Alcoa’s oft-proclaimed good intentions were also undermined by the reality of their consultative mechanisms which were seen through as flawed, tokenistic and biased in Alcoa’s favour, their abrupt switches between denial of the existence of any health problems and declarations that “those very problems had been addressed and rectified”, their bleating that the company was the victim of a “hostile minority group in the community”, and their strategy of buying up private properties to make the complainants go away in the middle of a conflict about pollution.

Alcoa’s rhetoric about Corporate Social Responsibility (CSR) - the ethical conduct of corporations for the protection of public and environmental interests – was challenged by the Yarloop conflict, the authors concluding that the whole concept of CSR is a con, enabling companies to “legitimate their operations” without changing their fundamental values – namely the making of profit. ‘Sustainability’, in the hands of Alcoa, was another concept mangled in the “dominance of profit maximisation”.

Neo-liberal government, too, failed the Yarloop residents. Regulation was inadequate and enforcement weak as successive Liberal and Labor state governments displayed bipartisan indifference to the residents and often hostility – the Labor Premier, Alan Carpenter, chastised residents’ demands for tighter regulation of emissions as a ‘serious disincentive to further investment’. A core tool in the small-government/big-business model of “market-based environmentalism” is industry self-regulation, which, by allowing “industry to monitor and report on its own environmental performance”, assigned Alcoa to be its own judge and jury, with the inevitable, not guilty, outcome.

The government ‘soft touch’ on regulation continued the history of government favours to the aluminium industry in Australia, an industry which incurs a net loss to taxpayers when all the bargain basement royalties, hidden government subsidies (cheap access to water and electricity) as well as the ‘externalities’ (social and environmental costs, including the clearing of native jarrah forest for mining of bauxite) are factored in.

“Industry cannot be relied upon to put people ahead of profits”, conclude the authors, reflecting on the “power imbalance between the pursuit of corporate profits” and human and environmental health.

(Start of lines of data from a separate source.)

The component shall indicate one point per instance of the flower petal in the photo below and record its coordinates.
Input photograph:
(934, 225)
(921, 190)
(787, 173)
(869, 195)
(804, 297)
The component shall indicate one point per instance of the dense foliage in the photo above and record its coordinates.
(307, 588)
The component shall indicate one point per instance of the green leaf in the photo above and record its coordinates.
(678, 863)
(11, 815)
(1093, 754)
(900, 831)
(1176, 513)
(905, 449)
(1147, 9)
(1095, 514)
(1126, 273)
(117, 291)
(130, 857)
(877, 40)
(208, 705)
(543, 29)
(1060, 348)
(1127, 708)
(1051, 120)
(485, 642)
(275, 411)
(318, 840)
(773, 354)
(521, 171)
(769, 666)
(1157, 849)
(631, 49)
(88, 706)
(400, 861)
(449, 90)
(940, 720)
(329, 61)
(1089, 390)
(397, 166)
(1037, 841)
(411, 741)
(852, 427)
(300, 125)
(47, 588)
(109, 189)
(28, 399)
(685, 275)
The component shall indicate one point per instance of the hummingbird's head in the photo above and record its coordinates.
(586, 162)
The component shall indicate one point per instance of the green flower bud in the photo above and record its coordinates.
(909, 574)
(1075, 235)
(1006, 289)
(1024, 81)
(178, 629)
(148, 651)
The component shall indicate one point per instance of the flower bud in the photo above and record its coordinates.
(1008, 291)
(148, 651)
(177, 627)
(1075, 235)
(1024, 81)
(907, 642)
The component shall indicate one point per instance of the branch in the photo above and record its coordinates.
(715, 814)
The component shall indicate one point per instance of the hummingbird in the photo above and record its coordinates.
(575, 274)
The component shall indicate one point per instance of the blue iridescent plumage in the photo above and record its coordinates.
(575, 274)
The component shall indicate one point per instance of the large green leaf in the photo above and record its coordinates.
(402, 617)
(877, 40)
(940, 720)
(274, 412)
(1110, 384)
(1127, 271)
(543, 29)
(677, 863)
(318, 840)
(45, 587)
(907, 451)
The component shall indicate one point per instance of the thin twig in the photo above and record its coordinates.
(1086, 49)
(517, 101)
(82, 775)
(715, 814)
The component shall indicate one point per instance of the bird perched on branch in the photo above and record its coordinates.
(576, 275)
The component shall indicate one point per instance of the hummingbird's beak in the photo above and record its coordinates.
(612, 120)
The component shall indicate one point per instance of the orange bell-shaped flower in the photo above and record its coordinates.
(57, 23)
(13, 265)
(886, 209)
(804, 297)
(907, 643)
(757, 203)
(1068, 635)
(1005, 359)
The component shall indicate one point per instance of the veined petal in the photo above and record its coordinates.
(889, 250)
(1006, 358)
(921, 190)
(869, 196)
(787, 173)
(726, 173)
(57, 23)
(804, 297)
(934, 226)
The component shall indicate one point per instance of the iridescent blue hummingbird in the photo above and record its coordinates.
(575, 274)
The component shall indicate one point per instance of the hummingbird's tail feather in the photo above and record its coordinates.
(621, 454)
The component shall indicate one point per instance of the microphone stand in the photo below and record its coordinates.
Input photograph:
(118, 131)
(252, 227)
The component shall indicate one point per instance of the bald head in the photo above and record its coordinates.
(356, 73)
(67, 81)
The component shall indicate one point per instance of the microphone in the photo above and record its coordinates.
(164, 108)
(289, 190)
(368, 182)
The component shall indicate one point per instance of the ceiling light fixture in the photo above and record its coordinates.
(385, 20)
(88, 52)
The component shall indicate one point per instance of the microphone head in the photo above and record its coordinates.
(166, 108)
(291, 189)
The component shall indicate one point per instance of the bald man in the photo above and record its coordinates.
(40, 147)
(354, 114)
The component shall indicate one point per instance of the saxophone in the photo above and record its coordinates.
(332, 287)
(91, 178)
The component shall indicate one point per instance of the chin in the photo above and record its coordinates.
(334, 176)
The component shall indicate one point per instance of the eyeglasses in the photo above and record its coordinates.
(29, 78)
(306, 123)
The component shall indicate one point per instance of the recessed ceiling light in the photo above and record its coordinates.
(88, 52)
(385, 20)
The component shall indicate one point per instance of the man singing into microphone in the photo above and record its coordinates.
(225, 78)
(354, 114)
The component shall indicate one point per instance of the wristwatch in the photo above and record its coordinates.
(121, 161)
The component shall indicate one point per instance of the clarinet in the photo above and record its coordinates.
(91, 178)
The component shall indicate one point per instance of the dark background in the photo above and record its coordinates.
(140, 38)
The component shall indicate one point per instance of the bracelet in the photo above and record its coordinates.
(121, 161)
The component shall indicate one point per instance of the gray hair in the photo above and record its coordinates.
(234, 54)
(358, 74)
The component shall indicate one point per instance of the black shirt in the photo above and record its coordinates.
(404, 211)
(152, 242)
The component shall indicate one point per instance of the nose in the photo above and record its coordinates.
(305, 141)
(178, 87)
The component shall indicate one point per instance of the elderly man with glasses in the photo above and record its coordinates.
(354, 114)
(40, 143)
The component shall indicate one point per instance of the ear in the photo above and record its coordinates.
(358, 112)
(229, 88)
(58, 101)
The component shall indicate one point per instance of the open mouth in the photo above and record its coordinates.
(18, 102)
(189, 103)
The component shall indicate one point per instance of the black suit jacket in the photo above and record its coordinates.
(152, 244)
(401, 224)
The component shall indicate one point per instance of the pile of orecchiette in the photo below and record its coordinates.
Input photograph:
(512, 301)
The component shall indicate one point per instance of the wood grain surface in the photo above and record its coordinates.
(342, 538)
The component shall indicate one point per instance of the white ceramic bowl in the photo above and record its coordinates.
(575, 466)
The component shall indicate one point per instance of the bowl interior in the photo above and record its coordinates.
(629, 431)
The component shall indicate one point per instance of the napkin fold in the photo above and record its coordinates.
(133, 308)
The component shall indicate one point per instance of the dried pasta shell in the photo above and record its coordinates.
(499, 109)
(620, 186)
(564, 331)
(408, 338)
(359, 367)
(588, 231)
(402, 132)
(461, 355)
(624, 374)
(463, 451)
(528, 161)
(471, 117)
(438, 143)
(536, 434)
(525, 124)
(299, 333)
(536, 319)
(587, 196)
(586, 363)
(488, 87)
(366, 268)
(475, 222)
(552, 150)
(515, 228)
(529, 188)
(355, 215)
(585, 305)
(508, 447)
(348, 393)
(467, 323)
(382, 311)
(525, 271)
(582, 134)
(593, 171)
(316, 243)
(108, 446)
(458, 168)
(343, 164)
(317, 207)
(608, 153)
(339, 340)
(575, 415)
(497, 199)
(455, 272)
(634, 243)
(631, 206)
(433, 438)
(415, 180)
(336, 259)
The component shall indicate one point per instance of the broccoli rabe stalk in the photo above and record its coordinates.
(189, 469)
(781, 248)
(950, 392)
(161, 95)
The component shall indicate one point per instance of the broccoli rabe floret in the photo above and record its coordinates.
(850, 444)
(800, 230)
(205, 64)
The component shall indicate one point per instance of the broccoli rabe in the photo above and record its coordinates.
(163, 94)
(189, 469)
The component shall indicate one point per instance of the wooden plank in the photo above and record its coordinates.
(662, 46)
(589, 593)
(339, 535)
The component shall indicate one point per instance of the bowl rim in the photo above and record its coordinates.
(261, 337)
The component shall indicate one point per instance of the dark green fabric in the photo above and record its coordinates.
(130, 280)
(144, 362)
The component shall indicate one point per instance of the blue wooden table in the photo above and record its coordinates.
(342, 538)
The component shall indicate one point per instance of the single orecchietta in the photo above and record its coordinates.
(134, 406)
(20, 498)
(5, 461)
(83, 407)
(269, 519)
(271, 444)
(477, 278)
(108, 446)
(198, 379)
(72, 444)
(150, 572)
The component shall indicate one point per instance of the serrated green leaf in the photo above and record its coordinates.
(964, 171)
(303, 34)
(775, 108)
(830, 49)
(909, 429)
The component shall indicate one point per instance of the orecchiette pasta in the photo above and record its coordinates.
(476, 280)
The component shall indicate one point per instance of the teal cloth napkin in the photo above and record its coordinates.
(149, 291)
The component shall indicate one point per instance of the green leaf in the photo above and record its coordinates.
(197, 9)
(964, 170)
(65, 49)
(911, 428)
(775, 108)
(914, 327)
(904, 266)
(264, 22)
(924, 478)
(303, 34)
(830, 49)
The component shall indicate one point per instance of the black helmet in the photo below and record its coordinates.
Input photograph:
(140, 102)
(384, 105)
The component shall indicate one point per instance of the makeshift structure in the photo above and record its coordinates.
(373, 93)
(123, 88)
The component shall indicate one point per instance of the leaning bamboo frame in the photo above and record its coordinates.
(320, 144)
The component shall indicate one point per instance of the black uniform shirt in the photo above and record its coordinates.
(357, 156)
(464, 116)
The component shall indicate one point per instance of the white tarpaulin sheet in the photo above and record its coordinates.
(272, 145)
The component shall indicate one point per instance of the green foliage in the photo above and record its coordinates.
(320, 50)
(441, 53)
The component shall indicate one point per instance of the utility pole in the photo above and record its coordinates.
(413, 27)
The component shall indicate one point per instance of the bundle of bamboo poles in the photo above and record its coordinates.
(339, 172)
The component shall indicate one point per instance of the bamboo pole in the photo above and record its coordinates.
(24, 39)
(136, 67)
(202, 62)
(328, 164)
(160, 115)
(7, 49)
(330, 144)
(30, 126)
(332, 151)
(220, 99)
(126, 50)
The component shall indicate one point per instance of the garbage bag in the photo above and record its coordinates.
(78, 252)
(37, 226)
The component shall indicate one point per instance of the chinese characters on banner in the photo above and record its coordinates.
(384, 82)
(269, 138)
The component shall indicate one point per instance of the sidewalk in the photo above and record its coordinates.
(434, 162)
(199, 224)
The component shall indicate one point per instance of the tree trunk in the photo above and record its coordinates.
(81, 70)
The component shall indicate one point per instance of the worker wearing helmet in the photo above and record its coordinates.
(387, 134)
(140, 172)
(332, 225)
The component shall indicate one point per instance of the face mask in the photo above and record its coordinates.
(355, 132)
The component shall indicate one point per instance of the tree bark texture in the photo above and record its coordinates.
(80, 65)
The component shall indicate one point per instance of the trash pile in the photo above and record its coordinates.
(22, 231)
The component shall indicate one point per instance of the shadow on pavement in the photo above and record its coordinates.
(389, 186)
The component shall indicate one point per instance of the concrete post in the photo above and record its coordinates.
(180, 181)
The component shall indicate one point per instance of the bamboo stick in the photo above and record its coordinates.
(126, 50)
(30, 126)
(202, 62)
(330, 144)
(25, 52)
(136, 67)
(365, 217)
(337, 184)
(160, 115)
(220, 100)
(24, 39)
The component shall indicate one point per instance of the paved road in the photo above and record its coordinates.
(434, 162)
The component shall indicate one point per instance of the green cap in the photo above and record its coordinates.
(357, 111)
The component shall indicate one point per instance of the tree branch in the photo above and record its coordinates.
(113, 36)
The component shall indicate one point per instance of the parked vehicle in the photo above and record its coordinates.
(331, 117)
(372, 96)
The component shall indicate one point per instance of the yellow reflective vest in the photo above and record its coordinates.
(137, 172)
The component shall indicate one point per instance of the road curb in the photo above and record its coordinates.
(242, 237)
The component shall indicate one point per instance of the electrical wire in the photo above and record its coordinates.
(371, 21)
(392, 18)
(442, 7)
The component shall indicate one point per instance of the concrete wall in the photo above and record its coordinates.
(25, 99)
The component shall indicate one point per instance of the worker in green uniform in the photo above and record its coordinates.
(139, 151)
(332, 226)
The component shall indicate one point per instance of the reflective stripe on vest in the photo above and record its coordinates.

In giving space to the marginalised voices in this conflict, the authors show us a community disabused of its innocent beliefs in the goodwill of corporate and state power.

We can also discern two academics, at one stage funded by Alcoa, whose faith in a rational world where corporate and community interests work collaboratively, runs into the brick wall of their realisation that, for Alcoa, corporate-sponsored “academic research must ultimately serve its commercial interests”. Although their goal of balancing people with profit is not abandoned entirely, their proposed new rules for a “compassionate, socially just and accountable corporate engagement with communities” have a plaintive air given their damning case-study of capitalism in action.